A business selling kitchen ingredients to food places in New York is thinking of expanding its operations to another city. It wants to open its operations in Toronto but is unsure in which neighborhood it should house its office which also doubles as a warehouse. The **ideal location** would be in a **neighborhood surrounded by the most food places**, that way it can maximise visibility among its potential clients as well as reduce transportation distance between the food places and the business' office/warehouse, which will ultimately reduce delivery cost. 

#### The Task

To help determine the ideal location for its new office/warehouse, I have been tasked to utilise foursquare API to determine the most suitable neighborhood for the business to open in.

#### Data needed

The data required to undertake this analysis would include:
1. the longitude and latitude of all the neighborhoods in Toronto
2. the longitude and latitude of all venues in Toronto
3. the category of all venues in Toronto 


# The Plan

I will use Foursquare API to get every single venue within a 2-kilometer radius for all neighborhoods in Toronto. I will then filter the venues for restaurants, and rank the neighborhoods based on how many restaurants are within 2 kilometers of its radius. The no 1 ranking neighborhood will be recommended to the business to open its new operations there. 

In [1]:
# Importing all the libraries 

import pandas as pd
import numpy as np

# in case if not installed
!pip install lxml
!pip3 install lxml

import lxml

import folium
import matplotlib.cm as cm
import matplotlib.colors as colors
import requests
import json
from pandas.io.json import json_normalize

# in case if not installed, used for webscrapping
! pip install beautifulsoup4
! pip3 install beautifulsoup4

from bs4 import BeautifulSoup



In [2]:
# Getting a list of postal codes in Toronto from a wikipedia page and reading it into a dataframe

df_postalcodes = pd.read_html('https://en.wikipedia.org/wiki/List_of_postal_codes_of_Canada:_M')[0]

df_postalcodes

Unnamed: 0,Postal Code,Borough,Neighborhood
0,M1A,Not assigned,Not assigned
1,M2A,Not assigned,Not assigned
2,M3A,North York,Parkwoods
3,M4A,North York,Victoria Village
4,M5A,Downtown Toronto,"Regent Park, Harbourfront"
...,...,...,...
175,M5Z,Not assigned,Not assigned
176,M6Z,Not assigned,Not assigned
177,M7Z,Not assigned,Not assigned
178,M8Z,Etobicoke,"Mimico NW, The Queensway West, South of Bloor,..."


In [3]:
# Dropping all rows with an unassiged Borough

df_postalcodes = df_postalcodes[df_postalcodes['Borough'] != 'Not assigned']

# Resetting index
df_postalcodes.reset_index(inplace = True)
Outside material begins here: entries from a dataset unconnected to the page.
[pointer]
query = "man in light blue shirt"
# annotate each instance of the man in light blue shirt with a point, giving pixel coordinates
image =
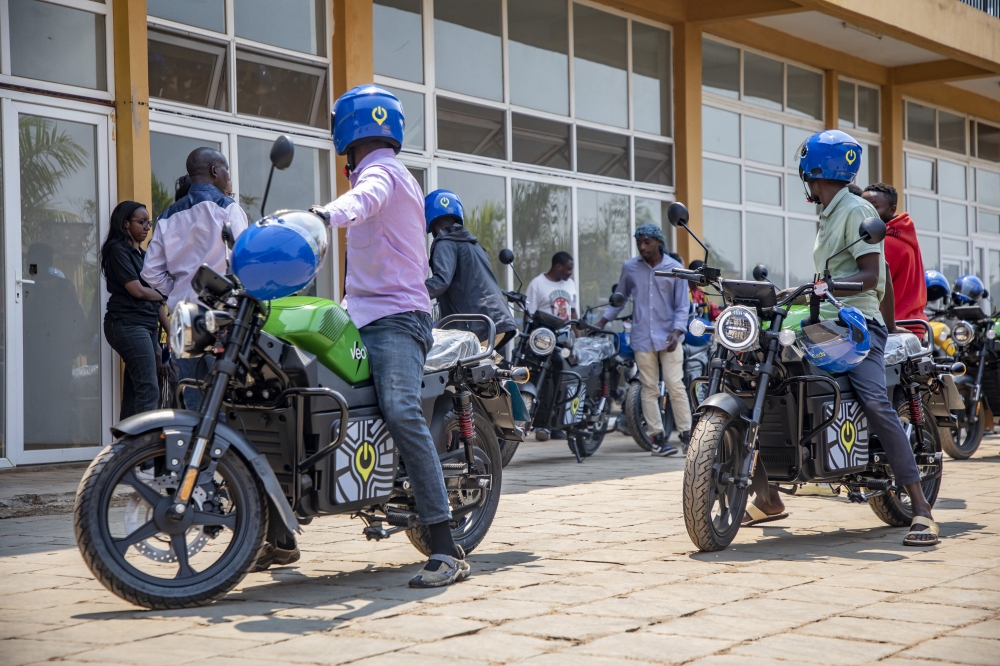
(659, 318)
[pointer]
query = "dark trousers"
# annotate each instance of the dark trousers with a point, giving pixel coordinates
(139, 349)
(868, 380)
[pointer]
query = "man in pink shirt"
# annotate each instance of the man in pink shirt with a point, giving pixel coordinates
(386, 297)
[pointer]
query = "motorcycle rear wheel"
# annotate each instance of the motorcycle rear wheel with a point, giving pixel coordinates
(714, 506)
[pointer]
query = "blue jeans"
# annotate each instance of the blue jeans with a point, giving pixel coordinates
(868, 380)
(397, 347)
(139, 349)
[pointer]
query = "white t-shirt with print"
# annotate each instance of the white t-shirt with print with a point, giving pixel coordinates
(554, 298)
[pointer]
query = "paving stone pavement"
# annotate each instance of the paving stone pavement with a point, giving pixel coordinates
(585, 564)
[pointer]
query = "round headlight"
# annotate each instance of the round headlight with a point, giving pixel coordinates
(962, 333)
(737, 328)
(542, 341)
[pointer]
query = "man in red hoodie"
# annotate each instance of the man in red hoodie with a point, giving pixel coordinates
(902, 256)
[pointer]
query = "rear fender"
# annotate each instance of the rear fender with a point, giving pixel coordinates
(188, 420)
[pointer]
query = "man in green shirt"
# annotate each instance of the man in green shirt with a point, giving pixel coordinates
(828, 162)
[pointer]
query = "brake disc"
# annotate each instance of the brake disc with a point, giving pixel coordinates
(138, 512)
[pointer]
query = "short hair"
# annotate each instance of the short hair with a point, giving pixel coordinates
(885, 189)
(561, 258)
(201, 160)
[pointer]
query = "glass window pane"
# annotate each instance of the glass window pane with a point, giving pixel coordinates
(805, 92)
(763, 141)
(63, 308)
(989, 222)
(954, 219)
(988, 187)
(951, 132)
(801, 239)
(764, 188)
(600, 63)
(538, 51)
(207, 14)
(299, 25)
(654, 162)
(168, 153)
(919, 173)
(541, 225)
(58, 44)
(601, 153)
(398, 39)
(724, 238)
(845, 103)
(868, 109)
(281, 89)
(467, 55)
(920, 124)
(720, 68)
(485, 211)
(721, 181)
(469, 128)
(923, 211)
(306, 181)
(951, 179)
(650, 79)
(604, 242)
(720, 131)
(540, 141)
(766, 245)
(762, 80)
(987, 142)
(188, 71)
(413, 109)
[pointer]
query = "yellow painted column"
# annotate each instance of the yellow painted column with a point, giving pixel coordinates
(352, 66)
(687, 130)
(132, 102)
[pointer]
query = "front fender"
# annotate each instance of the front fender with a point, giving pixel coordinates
(188, 420)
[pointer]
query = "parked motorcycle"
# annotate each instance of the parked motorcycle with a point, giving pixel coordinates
(289, 429)
(570, 385)
(769, 405)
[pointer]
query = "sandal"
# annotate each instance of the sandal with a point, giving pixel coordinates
(757, 516)
(932, 528)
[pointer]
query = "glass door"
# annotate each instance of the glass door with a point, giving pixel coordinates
(57, 204)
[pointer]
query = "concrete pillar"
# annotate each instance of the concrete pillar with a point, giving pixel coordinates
(687, 129)
(132, 101)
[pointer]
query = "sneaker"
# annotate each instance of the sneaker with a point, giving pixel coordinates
(448, 572)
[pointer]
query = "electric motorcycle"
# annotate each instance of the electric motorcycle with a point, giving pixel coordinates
(289, 429)
(769, 405)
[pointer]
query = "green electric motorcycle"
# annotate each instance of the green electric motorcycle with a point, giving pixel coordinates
(175, 512)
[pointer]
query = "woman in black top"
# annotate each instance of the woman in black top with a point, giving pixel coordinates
(134, 309)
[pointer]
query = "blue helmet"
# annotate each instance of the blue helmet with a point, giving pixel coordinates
(280, 254)
(838, 345)
(367, 112)
(937, 285)
(830, 154)
(968, 290)
(440, 203)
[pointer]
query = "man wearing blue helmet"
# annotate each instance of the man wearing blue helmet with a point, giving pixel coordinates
(461, 278)
(828, 162)
(386, 297)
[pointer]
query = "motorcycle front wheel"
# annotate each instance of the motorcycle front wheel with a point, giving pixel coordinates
(713, 503)
(139, 554)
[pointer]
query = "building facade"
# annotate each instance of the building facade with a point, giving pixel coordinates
(563, 125)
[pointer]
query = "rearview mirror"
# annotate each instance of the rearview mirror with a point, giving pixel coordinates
(872, 231)
(282, 152)
(677, 214)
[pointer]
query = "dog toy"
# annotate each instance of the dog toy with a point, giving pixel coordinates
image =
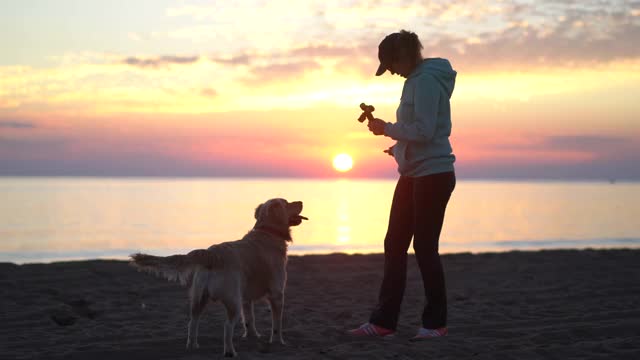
(366, 112)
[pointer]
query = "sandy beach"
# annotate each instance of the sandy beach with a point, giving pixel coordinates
(518, 305)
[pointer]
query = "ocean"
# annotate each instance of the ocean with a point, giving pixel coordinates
(54, 219)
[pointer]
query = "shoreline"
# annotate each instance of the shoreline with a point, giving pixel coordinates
(516, 304)
(82, 256)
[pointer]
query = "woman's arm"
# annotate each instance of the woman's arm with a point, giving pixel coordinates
(426, 98)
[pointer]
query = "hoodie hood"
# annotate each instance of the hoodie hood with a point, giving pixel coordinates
(440, 69)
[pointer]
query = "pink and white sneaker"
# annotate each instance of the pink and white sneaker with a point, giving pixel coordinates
(372, 330)
(429, 333)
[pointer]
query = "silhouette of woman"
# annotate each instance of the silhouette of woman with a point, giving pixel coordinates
(427, 179)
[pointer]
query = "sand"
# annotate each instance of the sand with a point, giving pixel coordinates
(519, 305)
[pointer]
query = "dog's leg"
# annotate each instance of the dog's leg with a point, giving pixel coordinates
(234, 310)
(197, 306)
(277, 302)
(249, 320)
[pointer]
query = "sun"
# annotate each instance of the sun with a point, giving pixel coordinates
(342, 162)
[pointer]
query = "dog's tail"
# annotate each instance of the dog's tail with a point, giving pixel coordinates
(176, 267)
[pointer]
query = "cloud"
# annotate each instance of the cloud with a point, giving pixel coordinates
(242, 59)
(17, 125)
(269, 73)
(161, 61)
(208, 92)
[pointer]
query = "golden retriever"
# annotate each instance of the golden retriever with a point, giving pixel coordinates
(236, 273)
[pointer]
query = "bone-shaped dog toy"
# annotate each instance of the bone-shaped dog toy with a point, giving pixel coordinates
(366, 112)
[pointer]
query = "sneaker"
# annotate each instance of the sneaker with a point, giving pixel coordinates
(369, 329)
(429, 333)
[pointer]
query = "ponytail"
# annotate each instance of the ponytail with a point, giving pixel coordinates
(409, 45)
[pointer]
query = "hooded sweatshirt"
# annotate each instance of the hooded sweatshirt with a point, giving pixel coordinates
(423, 120)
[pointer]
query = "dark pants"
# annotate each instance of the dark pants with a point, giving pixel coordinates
(417, 211)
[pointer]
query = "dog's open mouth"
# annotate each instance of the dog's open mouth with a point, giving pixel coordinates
(296, 220)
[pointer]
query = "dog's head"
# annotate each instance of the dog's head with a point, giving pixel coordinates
(279, 213)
# Changing column name "Post Code" to "Postal Code"
df_postalcodes = df_postalcodes.rename(columns={'Post Code': 'Postal Code'})

# Dropping "index" column
df_postalcodes.drop(['index'], axis = 1, inplace = True)

In [4]:
# Cleaning potential "Not assigned" neighborhood by replacing "Not assigned" to its borough

for rows in df_postalcodes.index:
    if df_postalcodes['Neighborhood'][rows] == 'Not assigned':
        df_postalcodes.at[rows,'Neighborhood'] = df_postalcodes['Borough'][rows]    

In [5]:
# Downloading a CSV file of long lat data for all neighborhood from website and chucking it into a pandas dataframe 

url = "http://cocl.us/Geospatial_data"
df_longlat = pd.read_csv(url)

In [6]:
# merging the 2 dataframes into df_postalcodes using a common column value, keeping all rows 
# from the dataframe "df_postalcodes" using a left join

df_postalcodes = pd.merge(df_postalcodes, df_longlat, on="Postal Code", how="left")

df_postalcodes

Unnamed: 0,Postal Code,Borough,Neighborhood,Latitude,Longitude
0,M3A,North York,Parkwoods,43.753259,-79.329656
1,M4A,North York,Victoria Village,43.725882,-79.315572
2,M5A,Downtown Toronto,"Regent Park, Harbourfront",43.654260,-79.360636
3,M6A,North York,"Lawrence Manor, Lawrence Heights",43.718518,-79.464763
4,M7A,Downtown Toronto,"Queen's Park, Ontario Provincial Government",43.662301,-79.389494
...,...,...,...,...,...
98,M8X,Etobicoke,"The Kingsway, Montgomery Road, Old Mill North",43.653654,-79.506944
99,M4Y,Downtown Toronto,Church and Wellesley,43.665860,-79.383160
100,M7Y,East Toronto,"Business reply mail Processing Centre, South C...",43.662744,-79.321558
101,M8Y,Etobicoke,"Old Mill South, King's Mill Park, Sunnylea, Hu...",43.636258,-79.498509


In [7]:
# Defining foursquare credentials 

CLIENT_ID = 'P3YC5DTMGZ0KUPU5ZMW3DGFFINJBHLHA4NORJQC0GVUBAFP0' # use your Foursquare ID
CLIENT_SECRET = 'M1DZ4NAOQLBLXJHPL1HFLAFCWRVTAULDHZESE04R05UOJRUG' # use your Foursquare Secret
VERSION = '20180605' # Foursquare API version

In [8]:
# defining a function that extracts all venues within a 2-kilometer radius of a neighborhood

radius = 2000

def getNearbyVenues(names, latitudes, longitudes, radius=500):
    
    venues_list=[]
    for name, lat, lng in zip(names, latitudes, longitudes):
        print(name)
            
        # create the API request URL
        url = 'https://api.foursquare.com/v2/venues/explore?&client_id={}&client_secret={}&v={}&ll={},{}&radius={}'.format(
            CLIENT_ID, 
            CLIENT_SECRET, 
            VERSION, 
            lat, 
            lng, 
            radius,)
            
        # make the GET request
        results = requests.get(url).json()["response"]['groups'][0]['items']
        
        # return only relevant information for each nearby venue
        venues_list.append([(
            name, 
            lat, 
            lng, 
            v['venue']['name'], 
            v['venue']['location']['lat'], 
            v['venue']['location']['lng'],  
            v['venue']['categories'][0]['name']) for v in results])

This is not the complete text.